## 1. Setup and Data Loading

In [None]:
import sys
sys.path.append('../')

import numpy as np
import pandas as pd
import matplotlib.pyplot as plt
import seaborn as sns
import cv2
from pathlib import Path
import json

# Import project modules
from data_analysis.parser import BDD100KParser
from data_analysis.analysis import BDD100KAnalyzer
from data_analysis.visualize import BDD100KVisualizer

# Set style
sns.set_style('whitegrid')
plt.rcParams['figure.figsize'] = (12, 8)

print("âœ… Imports successful!")

In [None]:
# Define paths
TRAIN_JSON = '../data/bdd100k/labels/det_20/det_train.json'
VAL_JSON = '../data/bdd100k/labels/det_20/det_val.json'
TRAIN_IMAGES = '../data/bdd100k/images/100k/train'
VAL_IMAGES = '../data/bdd100k/images/100k/val'

# Check if files exist
print(f"Train JSON exists: {Path(TRAIN_JSON).exists()}")
print(f"Val JSON exists: {Path(VAL_JSON).exists()}")

## 2. Data Parsing

In [None]:
# Parse training data
parser = BDD100KParser(TRAIN_JSON)
train_data = parser.parse_all()

# Get basic statistics
stats = parser.get_statistics()

print("\n=== Dataset Statistics ===")
print(f"Total Images: {stats['total_images']}")
print(f"Total Objects: {stats['total_objects']}")
print(f"Avg Objects per Image: {stats['avg_objects_per_image']:.2f}")
print(f"Empty Images: {stats['empty_images']}")

In [None]:
# Display class distribution
class_dist = stats['class_distribution']
df_classes = pd.DataFrame(list(class_dist.items()), columns=['Class', 'Count'])
df_classes = df_classes.sort_values('Count', ascending=False)

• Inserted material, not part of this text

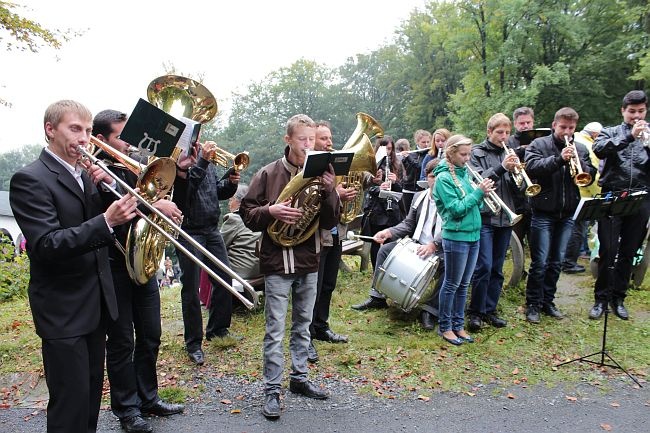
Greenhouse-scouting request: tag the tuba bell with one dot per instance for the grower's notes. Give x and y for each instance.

plt.figure(figsize=(12, 6))
sns.barplot(data=df_classes, x='Class', y='Count', palette='viridis')
plt.title('Class Distribution in Training Set', fontsize=16, fontweight='bold')
plt.xlabel('Object Class', fontsize=12)
plt.ylabel('Count', fontsize=12)
plt.xticks(rotation=45, ha='right')
plt.tight_layout()
plt.show()

df_classes

## 3. Full Analysis

In [None]:
# Run comprehensive analysis
analyzer = BDD100KAnalyzer(TRAIN_JSON, VAL_JSON)
results = analyzer.run_full_analysis()

# Print summary
analyzer.print_summary()

In [None]:
# Visualize objects per image distribution
opi = results['objects_per_image']

train_dist = opi['train']['distribution']
max_objects = max(train_dist.keys())

counts = [train_dist.get(i, 0) for i in range(max_objects + 1)]

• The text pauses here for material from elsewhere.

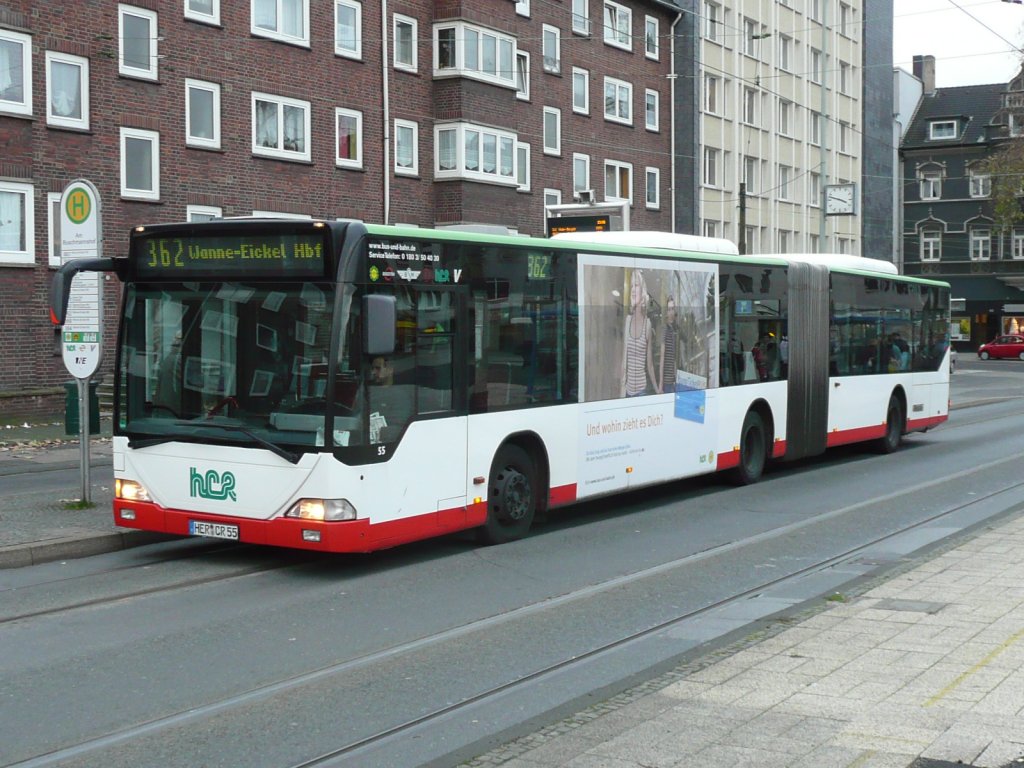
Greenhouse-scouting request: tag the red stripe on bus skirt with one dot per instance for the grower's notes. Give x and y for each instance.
(348, 536)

plt.figure(figsize=(14, 6))
plt.bar(range(len(counts)), counts, alpha=0.7, color='steelblue')
plt.xlabel('Number of Objects per Image', fontsize=12)
plt.ylabel('Number of Images', fontsize=12)
plt.title('Distribution of Objects per Image', fontsize=16, fontweight='bold')
plt.grid(axis='y', alpha=0.3)
plt.tight_layout()
plt.show()

## 4. Sample Image Visualization

In [None]:
# Select a random sample with objects
samples_with_objects = [img for img in train_data if img['num_objects'] > 5]
sample = np.random.choice(samples_with_objects)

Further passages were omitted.